Fim de ano é momento de retrospectiva – e esse texto é definitivamente uma tentativa de emular uma para o mundo da música. Exceto que haja texto, disposição e pretensão para encapsular todos os feitos da mídia musical em um ano, seja lançamentos de singles/álbuns, artistas revelações, falecimento de ícones, videoclipes e novas tendências da indústria. Então, essa retrospectiva possui um recorte claro: destacar os álbuns que mais chamaram a minha atenção neste 2025 repleto de grandes lançamentos.

Para os nerds musicais que garimpam bem as mídias especializadas e portais a procura pelas melhores descobertas musicais, todo ano tem o potencial de ser um excelente ano para a música.
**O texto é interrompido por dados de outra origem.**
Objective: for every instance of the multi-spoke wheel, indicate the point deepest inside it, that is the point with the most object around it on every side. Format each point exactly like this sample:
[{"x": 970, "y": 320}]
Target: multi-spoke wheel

Mas esse ano talvez tenha surpreendido pelo número e consistência de lançamentos de qualidade, o que naturalmente também leva a algumas pérolas serem esquecidas na fila do pão em algumas listas de fim de ano.

E para garimpeiros ecléticos, tal como esse que vos escreve, que tentam dividir atenção entre diversos gêneros, é possível notar que todo ano algum gênero tende a se destacar mais. Em 2024, por exemplo, tivemos um dos melhores anos da história recente do pop. Uma coleção de lançamentos espetaculares de divas pops dominou as discussões do que houve de mais relevante no mercado musical no ano passado. Já no caso deste ano de 2025, o zeitgeist musical parece profundamente inclinado para o hip-hop, como poderão observar em minhas análises a seguir. Dividirei meus destaques em partes, orientado principalmente por nichos musicais.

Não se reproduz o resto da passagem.